Me es muy difícil hablar acerca de un tema tan personal y subjetivo como el perdón, y más aún intentar convencer
a otros a que perdonen, pues sería incluso atrevido e irrespetuoso con
su dolor. De lo que sí puedo hablar es de que yo, Yadira Perdomo,
perdono.
Primero hay que entender el difícil
proceso que se nos viene al sufrir una pérdida irreparable. Lo que perdí
fue la movilidad de mi cuerpo a los 16 años. El dolor y la amargura,
con justa razón, inundaron mi vida y las de todos los que me rodeaban,
contaminando momentos y personas que no lo merecían.
Ocurrió el 25 de agosto de 2009 en mi colegio, el Gimnasio Campestre Los Alpes, en Bogotá.
Diez minutos antes de terminar la clase, unos compañeros lanzaron una
cartuchera a un zarzo, y yo, como era “la bobita del salón”, me subí. Lo
hice porque sentí la presión sicológica de todos gritándome que lo
hiciera. Dos amigas me hicieron ‘pata gallina’, y mientras subía
escuchaba las voces de los demás insultándome.
Cuando estuve arriba tiré la cartuchera y
luego, al apoyarme para bajar, un compañero, Nicolás Hernández, cerró
la ventana, que me impulsó hacia atrás. Caí primero sobre un pupitre y
luego al suelo. No llamaron ambulancia, sólo me mandaron para enfermería
y después para mi casa. Cuando llegué, mi hermano me tuvo que alzar
porque ya tenía dormidas las piernas. Entonces me llevaron para la
clínica El Bosque. Me diagnosticaron fractura en la vértebra lumbar,
trauma craneoencefálico y pérdida total del control de esfínteres.

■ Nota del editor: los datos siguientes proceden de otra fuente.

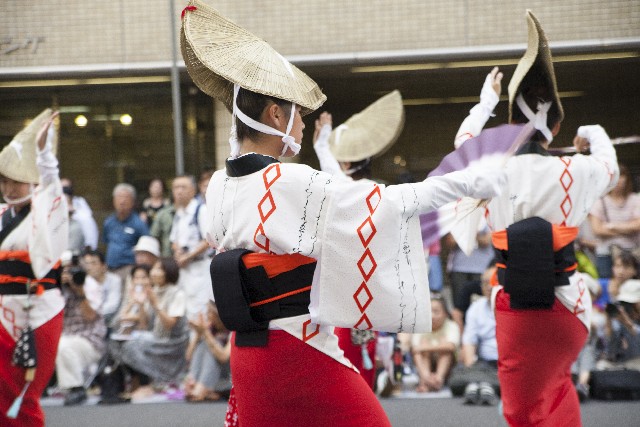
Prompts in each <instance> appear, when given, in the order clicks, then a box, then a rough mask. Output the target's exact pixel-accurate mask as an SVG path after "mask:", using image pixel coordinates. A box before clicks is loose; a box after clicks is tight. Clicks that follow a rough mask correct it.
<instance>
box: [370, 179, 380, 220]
mask: <svg viewBox="0 0 640 427" xmlns="http://www.w3.org/2000/svg"><path fill="white" fill-rule="evenodd" d="M380 200H382V194H380V187H378V186H377V185H376V186H375V187H374V189H373V191H371V193H369V195H368V196H367V207H368V208H369V213H371V214H373V213H374V212H375V211H376V209H377V208H378V204H380Z"/></svg>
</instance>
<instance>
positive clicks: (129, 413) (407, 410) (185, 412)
mask: <svg viewBox="0 0 640 427" xmlns="http://www.w3.org/2000/svg"><path fill="white" fill-rule="evenodd" d="M381 402H382V406H383V407H384V409H385V411H386V412H387V414H388V416H389V419H390V420H391V423H392V424H393V425H394V426H395V427H416V426H453V427H457V426H473V427H502V426H504V425H505V424H504V421H502V419H501V418H500V416H499V414H498V409H497V407H495V406H493V407H487V406H485V407H478V406H466V405H464V404H463V403H462V399H461V398H431V399H429V398H414V399H412V398H391V399H383V400H381ZM44 409H45V412H46V414H47V426H49V427H75V426H78V427H102V426H122V427H127V426H131V427H164V426H171V427H174V426H180V427H191V426H194V427H200V426H203V427H204V426H207V427H222V426H223V425H224V414H225V411H226V403H224V402H213V403H211V402H209V403H184V402H164V403H145V404H123V405H117V406H101V405H84V406H79V407H63V406H45V408H44ZM581 410H582V420H583V423H584V426H585V427H601V426H615V427H627V426H628V427H637V426H639V425H640V402H638V401H627V402H604V401H598V400H591V401H589V402H587V403H585V404H583V405H582V406H581ZM301 427H302V426H301ZM329 427H338V426H329ZM363 427H366V426H363Z"/></svg>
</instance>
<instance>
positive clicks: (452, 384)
mask: <svg viewBox="0 0 640 427" xmlns="http://www.w3.org/2000/svg"><path fill="white" fill-rule="evenodd" d="M480 382H488V383H489V384H491V386H492V387H493V389H494V390H495V391H496V393H498V394H500V383H499V382H498V370H497V368H494V367H492V366H489V364H487V363H486V362H481V361H479V362H476V363H474V364H473V365H471V366H469V367H465V366H462V365H458V366H456V367H454V368H453V370H452V371H451V376H450V377H449V381H448V384H449V388H450V389H451V394H453V395H454V396H462V395H463V394H464V389H465V388H466V387H467V384H469V383H480Z"/></svg>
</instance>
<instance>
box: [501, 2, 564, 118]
mask: <svg viewBox="0 0 640 427" xmlns="http://www.w3.org/2000/svg"><path fill="white" fill-rule="evenodd" d="M527 26H528V30H529V36H528V42H527V50H526V52H525V53H524V56H523V57H522V58H520V61H519V62H518V65H517V66H516V69H515V71H514V72H513V77H511V80H510V81H509V121H511V117H512V111H513V103H514V102H515V99H516V96H517V95H518V93H519V92H518V91H519V89H520V84H521V83H522V81H523V80H524V78H525V76H526V75H527V73H528V72H529V71H530V70H531V69H532V68H533V67H534V64H535V65H536V69H537V70H541V72H543V73H544V74H545V75H546V77H547V79H548V81H549V83H550V85H551V86H552V88H551V89H552V91H553V101H554V102H555V103H557V105H558V112H559V118H560V121H562V119H563V118H564V110H563V108H562V103H561V102H560V96H559V95H558V86H557V84H556V75H555V71H554V69H553V60H552V58H551V49H549V41H548V40H547V36H546V35H545V33H544V30H543V29H542V25H540V21H538V19H537V18H536V17H535V15H534V14H533V12H531V11H530V10H527Z"/></svg>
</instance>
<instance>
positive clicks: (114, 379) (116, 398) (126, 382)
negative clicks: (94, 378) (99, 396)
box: [98, 358, 127, 405]
mask: <svg viewBox="0 0 640 427" xmlns="http://www.w3.org/2000/svg"><path fill="white" fill-rule="evenodd" d="M109 359H110V360H108V362H107V364H106V366H105V368H104V369H103V370H102V372H101V373H100V375H99V376H98V383H99V384H100V403H101V404H104V405H110V404H115V403H123V402H126V401H127V399H123V398H122V397H121V396H120V395H121V394H122V393H123V392H124V391H125V385H126V383H127V373H126V371H125V369H124V367H123V366H122V365H121V364H120V363H118V362H116V361H114V360H113V359H111V358H109Z"/></svg>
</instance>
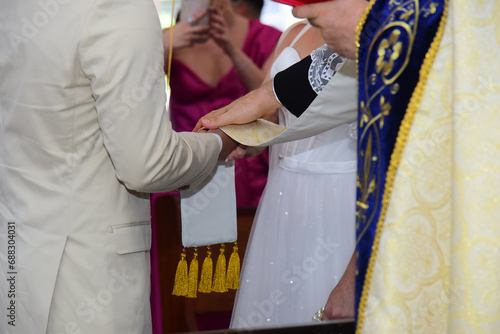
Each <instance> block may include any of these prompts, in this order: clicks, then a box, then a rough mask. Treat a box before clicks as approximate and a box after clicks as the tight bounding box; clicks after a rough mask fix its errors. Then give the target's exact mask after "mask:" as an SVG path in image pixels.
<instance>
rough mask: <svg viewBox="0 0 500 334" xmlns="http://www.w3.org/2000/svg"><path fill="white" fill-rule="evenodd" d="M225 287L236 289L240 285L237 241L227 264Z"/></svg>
mask: <svg viewBox="0 0 500 334" xmlns="http://www.w3.org/2000/svg"><path fill="white" fill-rule="evenodd" d="M226 287H227V288H228V289H233V290H236V289H238V288H239V287H240V256H239V255H238V243H237V242H235V243H234V246H233V253H232V254H231V257H230V258H229V264H228V265H227V275H226Z"/></svg>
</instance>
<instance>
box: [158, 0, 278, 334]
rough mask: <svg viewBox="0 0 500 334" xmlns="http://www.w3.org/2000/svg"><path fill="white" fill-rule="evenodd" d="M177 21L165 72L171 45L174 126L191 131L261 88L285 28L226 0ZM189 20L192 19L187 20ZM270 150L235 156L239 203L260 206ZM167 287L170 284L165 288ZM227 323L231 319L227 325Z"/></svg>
mask: <svg viewBox="0 0 500 334" xmlns="http://www.w3.org/2000/svg"><path fill="white" fill-rule="evenodd" d="M204 15H208V14H203V13H200V15H199V16H197V17H195V18H194V21H195V22H194V23H193V22H187V21H186V22H178V23H177V24H176V25H175V26H174V27H173V28H172V29H173V34H172V35H173V39H172V43H170V37H171V31H170V29H165V30H164V31H163V42H164V47H165V64H166V66H165V73H167V72H168V71H167V70H168V69H167V67H168V66H167V64H168V63H169V52H170V50H169V48H170V45H172V64H171V71H170V78H169V80H170V88H171V95H170V118H171V120H172V123H173V127H174V129H175V130H176V131H192V129H193V128H194V126H195V125H196V122H197V121H198V119H200V118H201V117H202V116H204V115H205V114H207V113H209V112H211V111H212V110H215V109H218V108H221V107H223V106H225V105H227V104H229V103H231V102H232V101H233V100H235V99H237V98H239V97H241V96H243V95H245V94H246V93H248V92H249V91H250V90H252V89H255V88H258V87H259V86H260V84H261V83H262V82H263V80H264V77H265V74H266V73H267V70H268V68H269V67H270V66H271V63H270V60H271V59H272V58H273V57H272V55H273V51H274V48H275V46H276V43H277V42H278V39H279V37H280V35H281V32H280V31H279V30H277V29H274V28H272V27H269V26H266V25H263V24H261V23H260V22H259V21H258V20H254V19H251V20H249V19H247V18H244V17H242V16H239V15H237V14H235V13H234V11H233V7H232V5H231V4H230V3H229V1H228V0H215V3H214V5H213V7H212V8H211V13H210V15H209V16H210V17H209V19H210V25H209V26H203V25H197V24H196V21H198V20H199V19H201V18H202V17H203V16H204ZM189 21H191V20H189ZM268 161H269V159H268V155H267V151H266V152H264V153H263V154H261V155H260V156H257V157H251V158H244V159H239V160H237V161H235V167H236V168H235V174H236V200H237V205H238V206H239V207H243V206H257V204H258V202H259V199H260V196H261V194H262V191H263V189H264V186H265V184H266V180H267V172H268ZM162 195H163V194H152V195H151V206H152V210H151V212H152V227H153V235H155V233H154V232H155V221H156V219H157V217H155V215H154V212H155V210H154V206H155V205H156V199H157V198H158V197H160V196H162ZM156 260H157V253H156V238H154V237H153V245H152V247H151V261H152V266H151V289H152V291H151V304H152V317H153V332H154V333H163V330H162V322H161V300H160V298H159V288H160V283H159V277H158V268H157V263H156ZM166 288H167V289H168V288H170V287H166ZM227 325H229V323H228V324H227Z"/></svg>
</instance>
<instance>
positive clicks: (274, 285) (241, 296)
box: [231, 130, 356, 328]
mask: <svg viewBox="0 0 500 334" xmlns="http://www.w3.org/2000/svg"><path fill="white" fill-rule="evenodd" d="M346 131H347V130H346ZM352 142H353V143H355V141H354V140H353V141H352ZM351 146H352V148H351V150H352V152H351V153H350V154H351V155H352V156H353V157H355V154H356V153H355V150H354V149H355V144H353V145H351ZM337 148H338V146H337ZM272 149H274V147H273V148H272ZM271 159H274V161H271V167H270V172H269V177H268V183H267V185H266V188H265V190H264V194H263V197H262V200H261V203H260V205H259V208H258V210H257V214H256V218H255V221H254V224H253V226H252V231H251V234H250V239H249V243H248V247H247V250H246V253H245V256H244V260H243V265H242V272H241V278H240V289H239V291H238V293H237V295H236V301H235V307H234V310H233V315H232V319H231V328H258V327H267V326H282V325H293V324H304V323H311V322H312V321H313V320H312V317H313V316H314V314H315V312H316V311H317V310H318V309H320V308H321V307H324V305H325V303H326V301H327V299H328V296H329V294H330V292H331V291H332V289H333V288H334V287H335V286H336V285H337V283H338V281H339V280H340V278H341V277H342V275H343V273H344V271H345V269H346V267H347V264H348V263H349V260H350V259H351V256H352V254H353V252H354V248H355V198H356V187H355V184H356V183H355V181H356V171H355V161H347V162H345V163H347V164H349V166H350V168H347V169H346V170H344V171H342V170H341V169H340V170H338V173H337V172H334V173H321V172H319V173H317V172H313V173H310V172H304V171H303V170H300V168H298V169H297V168H294V167H293V165H294V162H293V161H291V163H289V164H286V163H285V164H283V163H282V162H283V161H281V160H286V159H282V157H280V156H279V154H271ZM280 159H281V160H280ZM279 160H280V161H279ZM287 166H292V167H290V168H289V167H287ZM339 166H342V163H340V165H339ZM353 166H354V167H353Z"/></svg>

Nunca hubo un perdón sincero de parte de
quienes me hicieron eso. En el juicio ellos eran muy déspotas, me
miraban mal. La familia de él se burlaba, creía que podían pasar por
encima de nosotros. Lo único que mostramos fue decencia, nunca les
dijimos una mala palabra. Menos mal ya hubo fallo condenatorio a nuestro
favor. Aun así, creemos que el veredicto de la jueza no es suficiente,
por eso lo apelamos.
Antes de ese momento que me partió la vida yo quería ser guitarrista de heavy metal. Pero después de terminar el bachillerato, me di cuenta de que cuando nuestra alma está turbia no salen las melodías: la guitarra suena fuerte, todos ven la ira en la forma como tus manos tocan el instrumento. Ahí supe que tenía que perdonar.
Por intermediario de Juan David Laverde,
periodista de El Espectador, conocí a Gustavo Dudamel, director de la
Filarmónica de Los Ángeles. Él fue fundamental en mi duelo. Me decía:
“El valiente perdona y el cobarde busca venganza. Si tú quieres hacer
música, tienes que perdonar. Un músico necesita su alma limpia para
interpretar”.
También me ayudó un cura, que me dijo
que no me preocupara por la justicia del hombre, sino que lo dejara en
un poder divino. Como él, mi familia fue fundamental en este trasegar
para volver a aceptarme.
Al perdonar me liberé y liberé a mi
familia de tristezas y amarguras. Perdonar y entender es lo que nos
diferencia de nuestro agresor, quien nunca tendrá reposo ni paz. Al
perdonar, mi pérdida y mi sufrimiento adquirieron un significado, habrán
servido a un propósito mayor divino, que es lograr la paz para los
demás y para nosotros mismos. Al perdonar mi mente está dispuesta hacia
mi futuro y hacia las oportunidades que se me ofrecen y que no lograría
captar, ciega del rencor y la frustración.
Pero para perdonar deben cambiar las
situaciones que provocaron pérdida y dolor. ¿Cómo podría perdonar
alguien que ha sufrido una pérdida, si ésta sigue presente para los
demás? ¿Cómo hacerlo en las zonas
apartadas donde la violencia persiste? ¿Cómo podría perdonar la madre
que pierde a su hijo por desnutrición o enfermedad y ve cómo les ocurre
lo mismo a otras familias?
Por supuesto que no se olvida, pero a
veces, cuando la adversidad nos alcanza, no es para hacernos daño. A
veces llega para obligarnos a ser mejores. Yo perdono a Nicolás y a
todos porque su daño me hizo fuerte. Pero les doy las gracias porque me
enseñaron a vivir, a ser más valiente y a nunca borrar la sonrisa que
llevo. Es irónico, pero gracias a ese daño valoro más la vida.